Quote from: sceptimatic on July 24, 2014, 12:54:00 PM

Quote from: Macpie on July 24, 2014, 12:34:32 PM

Scepti, one of the most famous - for its innovativeness and precision, given the time when it was conducted - experiments related to gravitation is what is known as the Cavendish experiment. It was conducted right at the end of 1700's, and was able to provide the value of gravitational constant with a high precision given it all happened before even year 1800. It involved measuring the force twisting a wire upon which a set of lead orbs of known dimensions and mass was hanged, when a set of much heavier orbs was placed in their vicinity.

Have a read a bit about it if you have time to do this.

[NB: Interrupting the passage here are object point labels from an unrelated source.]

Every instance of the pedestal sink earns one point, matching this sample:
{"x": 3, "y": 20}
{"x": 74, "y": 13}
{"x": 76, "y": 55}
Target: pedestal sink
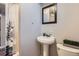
{"x": 46, "y": 41}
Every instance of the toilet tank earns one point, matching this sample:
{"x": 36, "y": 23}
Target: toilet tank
{"x": 66, "y": 51}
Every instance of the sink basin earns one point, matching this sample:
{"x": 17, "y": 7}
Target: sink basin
{"x": 46, "y": 40}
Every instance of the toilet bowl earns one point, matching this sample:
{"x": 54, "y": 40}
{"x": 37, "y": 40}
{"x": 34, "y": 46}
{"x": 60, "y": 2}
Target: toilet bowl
{"x": 66, "y": 51}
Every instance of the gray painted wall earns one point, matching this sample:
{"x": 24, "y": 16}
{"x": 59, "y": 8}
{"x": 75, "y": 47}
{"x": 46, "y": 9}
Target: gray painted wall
{"x": 67, "y": 23}
{"x": 30, "y": 23}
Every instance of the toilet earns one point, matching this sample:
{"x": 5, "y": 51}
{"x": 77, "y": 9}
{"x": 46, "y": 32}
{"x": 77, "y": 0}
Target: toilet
{"x": 66, "y": 51}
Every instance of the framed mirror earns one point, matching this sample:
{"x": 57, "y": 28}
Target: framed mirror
{"x": 49, "y": 14}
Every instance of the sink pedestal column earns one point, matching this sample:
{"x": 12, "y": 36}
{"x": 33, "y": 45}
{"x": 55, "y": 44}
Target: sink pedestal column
{"x": 45, "y": 50}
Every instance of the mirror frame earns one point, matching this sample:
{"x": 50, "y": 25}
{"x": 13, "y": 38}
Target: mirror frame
{"x": 55, "y": 18}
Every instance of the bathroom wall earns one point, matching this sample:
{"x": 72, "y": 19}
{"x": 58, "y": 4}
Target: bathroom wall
{"x": 67, "y": 25}
{"x": 30, "y": 25}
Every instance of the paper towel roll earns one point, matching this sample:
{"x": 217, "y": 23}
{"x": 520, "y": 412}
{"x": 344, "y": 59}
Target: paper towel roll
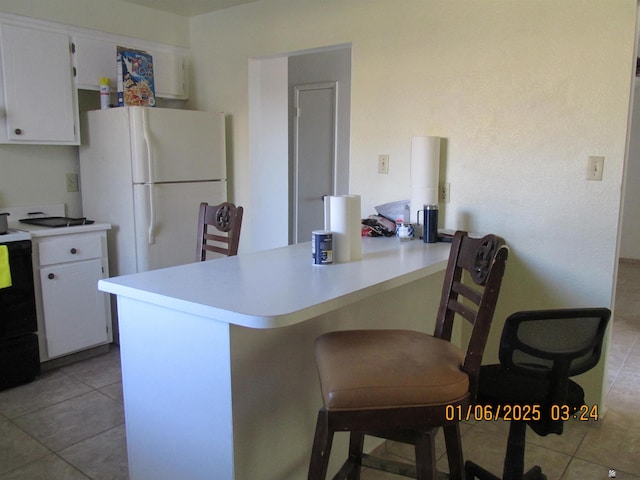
{"x": 342, "y": 217}
{"x": 425, "y": 173}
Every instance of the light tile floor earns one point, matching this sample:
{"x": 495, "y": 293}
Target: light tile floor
{"x": 69, "y": 423}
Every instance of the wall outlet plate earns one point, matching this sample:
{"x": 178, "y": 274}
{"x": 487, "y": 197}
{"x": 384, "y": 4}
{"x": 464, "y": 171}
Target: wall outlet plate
{"x": 383, "y": 164}
{"x": 595, "y": 165}
{"x": 72, "y": 182}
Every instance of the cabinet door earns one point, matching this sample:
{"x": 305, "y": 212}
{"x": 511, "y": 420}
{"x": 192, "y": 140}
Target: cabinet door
{"x": 40, "y": 97}
{"x": 75, "y": 312}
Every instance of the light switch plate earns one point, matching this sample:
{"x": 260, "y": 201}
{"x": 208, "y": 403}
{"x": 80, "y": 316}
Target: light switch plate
{"x": 595, "y": 166}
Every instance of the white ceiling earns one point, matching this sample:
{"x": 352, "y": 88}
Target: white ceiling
{"x": 189, "y": 8}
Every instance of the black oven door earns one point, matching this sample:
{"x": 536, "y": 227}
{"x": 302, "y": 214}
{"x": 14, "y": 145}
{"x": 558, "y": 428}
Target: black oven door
{"x": 17, "y": 303}
{"x": 19, "y": 354}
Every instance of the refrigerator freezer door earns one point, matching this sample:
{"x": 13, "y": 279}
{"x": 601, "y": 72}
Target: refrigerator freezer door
{"x": 167, "y": 221}
{"x": 171, "y": 145}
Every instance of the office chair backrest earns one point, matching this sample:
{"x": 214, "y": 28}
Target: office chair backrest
{"x": 553, "y": 345}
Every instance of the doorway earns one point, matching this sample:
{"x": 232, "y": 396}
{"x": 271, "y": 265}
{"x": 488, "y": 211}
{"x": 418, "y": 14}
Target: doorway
{"x": 272, "y": 83}
{"x": 314, "y": 156}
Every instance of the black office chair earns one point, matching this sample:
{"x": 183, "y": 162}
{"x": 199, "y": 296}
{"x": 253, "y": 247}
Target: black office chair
{"x": 539, "y": 351}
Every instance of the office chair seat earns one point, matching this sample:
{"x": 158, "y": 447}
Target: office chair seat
{"x": 539, "y": 351}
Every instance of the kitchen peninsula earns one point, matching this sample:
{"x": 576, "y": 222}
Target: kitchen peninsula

How would you explain your "denpressure" causing the described behavior?

And, to keep it all on topic: if the Moon and the Sun are both reflections of the same light source(where the Moon is like a "second" bounce, if I remember correctly what you have said about it a while ago), how comes the Moon can even exist? If the dome is a perfect mirror, as in it reflects the light without scattering in other directions, and at any point of time the Sun is visible on any given point of the "dome" from some place on Earth(meaning that for any elevation and heading of your choosing relative to the surface, there is a place on Earth from which the Sun will be seen exactly at these coordinates), where on the dome is the "last" source for the light which's next "bounce" ends up as what we see as the Moon?

If all of the Earth's Sun is some reflection of the same single original light source, and the reflection from any point of dome ends up shining somewhere on Earth, where on the dome does the Moon's "previous" light actually come from? Or do you claim that light can "perfectly" bounce to several directions at once from a single point and direction?

Oh, and the last one about this: how does this match with the fact that relative positions of the Sun and the Moon change all the time?

The sun is on one side, high up and the moon is on the other side down low and vice versa.
At varying times you will see more reflections, known as sun dogs and such like. That's dependent on pressures and atmospheric changes, stuff like that.

I'm not sure I follow you here... Do you want to say that the Sun and the Moon are two different sources, kind of on the opposite sides of something, or that it is the same source reflected in a way that the Sun and the Moon appear on the sky on the opposite sides(like the Sun at day, and the Moon at night)? Or do I get you wrong?

No, you basically got it right.

Actually it was kind of an "either or" question - a) these are two separate sources, or b) one source, but two separate reflections. So it seems that it is one single source and sequential reflections perceived as the Sun and the Moon. You say that they appear on the opposite sides of the sky. Then why do we see the Moon at day half of each month?... Even right now, the Moon should be right next to the Sun for the next few days - till 2nd August, more or less. This is by no means "opposite".

Like I said, it depends on atmospheric conditions at the time. It's why you see it sometimes in day time. It is a dome after all, it's going  to produce varying reflections at times, just like when you see 3 suns and stuff. There's loads of weird stuff that can happen.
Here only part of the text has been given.